Inspired by the above reasoning, I've gotten really good results from scoring filter trees using the following per-example procedure:
- Determine overall winner of the tournament for purposes of estimating loss.
- For each level of the tree starting from bottom to top
- Determine the inputs to each parent node $\lambda (\nu; x, w)$ and $\rho (\nu; x, w)$, i.e., who advances in the tournament.
- Compute $s_\nu (h)$ for each node at this level of the tree, using the above equation, and update the model.
- Optional speed improvement: short circuit if all remaining cost vector entries are identical (i.e., all remaining possible importance weights are zero).
- Recompute the value of $w^\top x_{\lambda (\nu; x, w)}$ and $w^\top x_{\rho (\nu; x, w)}$ for each remaining class label in the tournament.

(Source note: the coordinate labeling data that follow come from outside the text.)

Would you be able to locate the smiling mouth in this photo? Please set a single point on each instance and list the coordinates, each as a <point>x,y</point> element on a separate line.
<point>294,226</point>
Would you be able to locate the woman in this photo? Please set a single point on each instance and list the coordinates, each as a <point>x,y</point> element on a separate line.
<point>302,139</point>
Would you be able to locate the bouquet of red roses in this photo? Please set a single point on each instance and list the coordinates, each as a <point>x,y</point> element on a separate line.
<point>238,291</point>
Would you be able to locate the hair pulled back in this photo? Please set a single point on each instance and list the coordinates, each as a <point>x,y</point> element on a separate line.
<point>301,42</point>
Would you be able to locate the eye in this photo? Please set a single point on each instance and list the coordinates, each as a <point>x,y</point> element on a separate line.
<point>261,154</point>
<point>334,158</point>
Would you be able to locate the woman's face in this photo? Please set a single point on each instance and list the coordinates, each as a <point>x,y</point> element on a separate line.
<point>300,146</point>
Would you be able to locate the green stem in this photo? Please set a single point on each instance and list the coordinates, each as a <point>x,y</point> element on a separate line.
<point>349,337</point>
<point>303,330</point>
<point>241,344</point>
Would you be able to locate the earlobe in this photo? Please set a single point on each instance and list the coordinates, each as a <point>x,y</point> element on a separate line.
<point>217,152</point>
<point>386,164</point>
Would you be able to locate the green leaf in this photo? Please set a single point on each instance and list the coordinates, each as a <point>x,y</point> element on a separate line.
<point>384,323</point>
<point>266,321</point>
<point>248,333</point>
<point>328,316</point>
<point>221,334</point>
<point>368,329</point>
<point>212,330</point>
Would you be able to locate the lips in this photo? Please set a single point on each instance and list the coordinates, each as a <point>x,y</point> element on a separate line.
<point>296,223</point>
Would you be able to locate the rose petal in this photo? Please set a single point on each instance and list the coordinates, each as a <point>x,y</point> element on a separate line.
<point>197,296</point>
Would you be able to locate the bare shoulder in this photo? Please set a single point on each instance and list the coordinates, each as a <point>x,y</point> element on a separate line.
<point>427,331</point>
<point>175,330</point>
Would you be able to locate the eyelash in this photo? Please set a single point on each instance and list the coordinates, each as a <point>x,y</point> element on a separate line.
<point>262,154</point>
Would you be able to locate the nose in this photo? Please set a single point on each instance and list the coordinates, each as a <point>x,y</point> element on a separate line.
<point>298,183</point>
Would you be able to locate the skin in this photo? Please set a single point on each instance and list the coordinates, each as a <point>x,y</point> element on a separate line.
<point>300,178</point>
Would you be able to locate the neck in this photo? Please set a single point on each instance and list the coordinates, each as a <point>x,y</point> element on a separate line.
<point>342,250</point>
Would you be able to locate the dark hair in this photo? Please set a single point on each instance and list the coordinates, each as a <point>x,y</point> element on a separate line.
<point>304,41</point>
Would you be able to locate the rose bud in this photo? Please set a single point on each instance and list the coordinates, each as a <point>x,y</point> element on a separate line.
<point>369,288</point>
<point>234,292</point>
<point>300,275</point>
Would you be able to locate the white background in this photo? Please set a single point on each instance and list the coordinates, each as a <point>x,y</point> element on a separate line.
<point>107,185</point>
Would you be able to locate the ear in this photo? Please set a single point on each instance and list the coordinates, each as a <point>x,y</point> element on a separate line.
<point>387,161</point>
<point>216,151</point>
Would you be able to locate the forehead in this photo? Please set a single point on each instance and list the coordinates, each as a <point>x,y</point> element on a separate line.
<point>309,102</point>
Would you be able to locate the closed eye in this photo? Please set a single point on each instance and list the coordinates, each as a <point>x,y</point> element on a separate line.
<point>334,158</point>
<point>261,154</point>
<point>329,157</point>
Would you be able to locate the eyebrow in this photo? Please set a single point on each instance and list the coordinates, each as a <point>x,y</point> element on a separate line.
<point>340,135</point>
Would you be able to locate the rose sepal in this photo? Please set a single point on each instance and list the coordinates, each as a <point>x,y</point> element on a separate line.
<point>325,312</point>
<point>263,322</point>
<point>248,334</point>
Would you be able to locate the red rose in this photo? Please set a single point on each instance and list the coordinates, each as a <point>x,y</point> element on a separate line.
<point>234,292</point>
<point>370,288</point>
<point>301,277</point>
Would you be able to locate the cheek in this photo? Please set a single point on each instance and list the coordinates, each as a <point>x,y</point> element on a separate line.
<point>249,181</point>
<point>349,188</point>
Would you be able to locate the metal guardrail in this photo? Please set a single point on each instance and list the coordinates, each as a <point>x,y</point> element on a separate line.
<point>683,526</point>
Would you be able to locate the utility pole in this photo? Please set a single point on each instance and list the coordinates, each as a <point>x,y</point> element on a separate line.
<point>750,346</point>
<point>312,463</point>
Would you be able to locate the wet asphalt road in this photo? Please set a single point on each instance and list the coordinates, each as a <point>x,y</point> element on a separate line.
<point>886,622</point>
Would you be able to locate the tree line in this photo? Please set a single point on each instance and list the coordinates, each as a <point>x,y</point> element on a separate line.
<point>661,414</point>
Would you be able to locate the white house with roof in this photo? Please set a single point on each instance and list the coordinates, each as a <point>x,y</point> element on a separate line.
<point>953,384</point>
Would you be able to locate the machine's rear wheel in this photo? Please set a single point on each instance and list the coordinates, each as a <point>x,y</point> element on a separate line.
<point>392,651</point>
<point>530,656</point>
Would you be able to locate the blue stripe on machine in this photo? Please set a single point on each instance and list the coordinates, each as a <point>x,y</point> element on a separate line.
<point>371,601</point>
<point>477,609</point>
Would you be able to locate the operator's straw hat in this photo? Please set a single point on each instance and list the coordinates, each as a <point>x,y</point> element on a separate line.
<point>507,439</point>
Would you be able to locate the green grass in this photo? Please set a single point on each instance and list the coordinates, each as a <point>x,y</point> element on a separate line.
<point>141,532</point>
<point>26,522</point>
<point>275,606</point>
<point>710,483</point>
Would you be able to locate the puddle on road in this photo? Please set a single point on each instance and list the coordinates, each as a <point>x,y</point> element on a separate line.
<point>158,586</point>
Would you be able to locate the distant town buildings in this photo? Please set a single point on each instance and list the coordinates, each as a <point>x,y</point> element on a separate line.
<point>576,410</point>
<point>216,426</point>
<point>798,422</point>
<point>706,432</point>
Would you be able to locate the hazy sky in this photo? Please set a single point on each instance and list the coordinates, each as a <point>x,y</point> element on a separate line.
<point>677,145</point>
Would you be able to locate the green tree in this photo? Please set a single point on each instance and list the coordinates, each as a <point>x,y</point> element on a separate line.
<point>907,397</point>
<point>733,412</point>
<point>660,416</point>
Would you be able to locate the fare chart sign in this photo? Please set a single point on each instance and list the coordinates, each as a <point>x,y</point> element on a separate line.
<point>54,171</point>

This procedure was motivated by the need, for dyadic models, to absolutely rule out the possibility of over-running the label. I found that it gave better losses on non-dyadic problems as well; enough to compensate for the slowdown from recomputing quantities while walking the tree. (The slowdown is even worse than it sounds, because each level of the tree introduces a synchronization barrier between concurrent estimation threads. C'est la vie.)